Quadriceps sets are one example of strengthening exercises at this stage. With the knee almost straight you work on contracting your front thigh muscles. Some things to look for are seeing the muscle work and your foot moving upwards as you straighten your leg. Hold this position for a count of 6-10 seconds and repeat 10 times. You should do this several times throughout the day.

The most important part of the rehabilitation program is to increase the range of motion of the knee. This helps to avoid joint stiffness and muscle tightness.
Heel slides are one example of stretching exercises at the initial stage. While sitting up with your legs straight out in front of you slide the heel of the injured leg towards your buttock until a gentle stretch is felt. Hold this stretch for 10 to 20 seconds and repeat 10 times, several times a day.

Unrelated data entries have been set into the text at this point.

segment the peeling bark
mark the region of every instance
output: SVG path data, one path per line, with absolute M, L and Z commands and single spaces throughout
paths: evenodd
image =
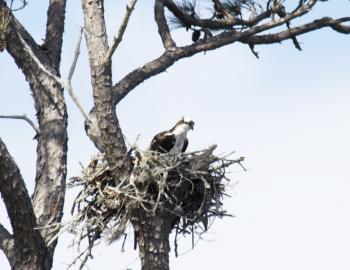
M 137 236 L 142 270 L 169 270 L 169 235 L 173 218 L 168 212 L 152 215 L 137 209 L 132 213 L 131 223 Z

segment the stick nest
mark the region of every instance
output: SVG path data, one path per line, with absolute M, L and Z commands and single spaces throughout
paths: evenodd
M 244 158 L 217 157 L 215 148 L 180 155 L 132 149 L 132 172 L 120 183 L 115 183 L 102 154 L 93 157 L 83 175 L 70 182 L 82 190 L 74 201 L 75 217 L 68 227 L 80 232 L 78 243 L 88 239 L 90 249 L 85 255 L 91 256 L 96 240 L 107 237 L 112 241 L 125 235 L 135 209 L 169 216 L 171 229 L 183 234 L 189 228 L 192 233 L 193 229 L 202 233 L 212 218 L 227 215 L 222 209 L 226 168 L 241 165 Z

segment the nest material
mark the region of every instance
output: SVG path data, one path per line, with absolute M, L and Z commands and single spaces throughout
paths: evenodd
M 88 239 L 91 255 L 95 241 L 106 236 L 119 239 L 132 218 L 141 209 L 152 215 L 172 216 L 171 229 L 187 233 L 191 227 L 199 233 L 207 230 L 213 217 L 223 217 L 226 168 L 236 160 L 213 155 L 216 146 L 180 155 L 131 150 L 133 170 L 129 179 L 118 185 L 103 155 L 92 158 L 83 176 L 71 179 L 70 186 L 81 186 L 68 227 L 78 231 L 78 243 Z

Return to Activity. There are many tests that your doctor and therapist can choose from to determine if you are ready to return to play. The tests that are used will be both general and specific for your sport.

Prevention. An alternative program that focuses on stretching, strengthening and improving balance and movements may help reduce the risk of ACL.
The PEP program, developed by the Santa Monica (California) Orthopedic and Sports Medicine Research Foundation, is an example of a specific program designed for female athletes. It uses a good warm-up, stretching, strengthening and sport-specific agility exercises. This program can be done without additional equipment or extensive training that may be required by other prevention programs.